A 50-year-old man presents with red, itchy bumps on the chest of approximate six months duration. He reports that they itch mildly most of the time, but sometimes, with increased activity, they itch more.
He is otherwise healthy, taking no regular medicines (except a daily baby aspirin) and has an allergy to penicillin.
Diagnosis: Grover’s disease
Grover’s disease is an inflammatory process characterized by a pruritic, papular and, uncommonly, a papulovesicular eruption of unknown cause affecting persons over 40 years of age (and usually over 60), often in photodistribution but sometimes widespread. Although named originally “transient acantholytic dermatosis,” the condition usually persists for many months and even for years. The clinical presentation can be mild, e.g. a few scattered papules, to significant.
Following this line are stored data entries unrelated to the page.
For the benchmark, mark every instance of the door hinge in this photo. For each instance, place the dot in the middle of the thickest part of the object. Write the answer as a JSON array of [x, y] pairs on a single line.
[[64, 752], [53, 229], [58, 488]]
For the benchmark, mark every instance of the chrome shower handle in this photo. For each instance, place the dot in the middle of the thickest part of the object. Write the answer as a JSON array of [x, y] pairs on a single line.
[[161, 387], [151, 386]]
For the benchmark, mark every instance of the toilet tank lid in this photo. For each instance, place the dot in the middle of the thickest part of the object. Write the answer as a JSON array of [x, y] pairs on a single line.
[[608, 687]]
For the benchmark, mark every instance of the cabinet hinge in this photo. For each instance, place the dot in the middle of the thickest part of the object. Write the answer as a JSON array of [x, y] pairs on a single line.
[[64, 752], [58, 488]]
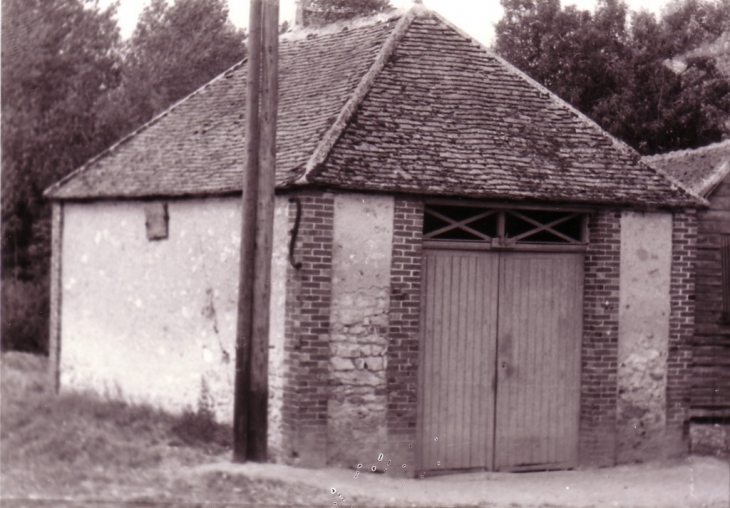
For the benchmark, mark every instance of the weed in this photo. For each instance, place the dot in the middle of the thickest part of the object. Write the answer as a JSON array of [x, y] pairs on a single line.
[[200, 429]]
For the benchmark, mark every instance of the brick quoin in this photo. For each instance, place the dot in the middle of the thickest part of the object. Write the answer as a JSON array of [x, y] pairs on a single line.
[[681, 330], [597, 442], [403, 332], [307, 324]]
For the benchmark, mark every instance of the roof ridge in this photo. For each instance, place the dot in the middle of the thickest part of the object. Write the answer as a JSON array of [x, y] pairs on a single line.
[[330, 137], [86, 165], [301, 33], [617, 143], [688, 151], [555, 99]]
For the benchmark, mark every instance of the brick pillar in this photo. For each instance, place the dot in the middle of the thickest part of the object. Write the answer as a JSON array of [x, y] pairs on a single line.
[[597, 444], [681, 330], [307, 328], [403, 333]]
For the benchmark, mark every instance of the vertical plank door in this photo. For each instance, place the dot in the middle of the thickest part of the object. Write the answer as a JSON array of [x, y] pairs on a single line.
[[538, 360], [457, 362]]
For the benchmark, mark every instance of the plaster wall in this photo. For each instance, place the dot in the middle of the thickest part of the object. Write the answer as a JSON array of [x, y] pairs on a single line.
[[644, 309], [361, 263], [155, 321]]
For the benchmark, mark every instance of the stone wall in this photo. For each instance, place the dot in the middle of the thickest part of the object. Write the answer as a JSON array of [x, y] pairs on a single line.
[[155, 321], [644, 309], [277, 332], [361, 257]]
Integration: Clinically, papules are the common denominator of Grover’s disease, and histopathologically, the common denominator of individual lesions is the presence within the epidermis of some acantholytic cells. The papules have either a smooth or keratotic surface. Those with a smooth surface show acantholytic cells in a pattern that simulates those of pemphigus vulgaris, pemphigus foliaceus and Hailey-Hailey disease. Keratotic papules show changes that closely resemble those of Darier’s disease.
The papules of Grover’s disease are notoriously pruritic, and the most pruritic of all are those in which numerous eosinophils reside in the upper part of the dermis.
The cause of Grover’s disease is not known.
Charles E. Crutchfield III, MD
Therapy: Topical corticosteroids, local antipruritics and systemic antihistamines may be helpful in alleviating the intractable pruritus. Retinoids given systemically have sent the eruption into remission and caused lesions in some patients to involute. In my experience, reassurance is all that is needed for asymptomatic patients.
For patients with significant pruritus, I have had excellent success with triamcinolone o.1 percent cream applied twice daily for two weeks, then once daily for two to four weeks, combined with narrow-band UVB phototherapy for four to six weeks. Repeat series with flares, and most (but not all) cases will resolve in one to three years.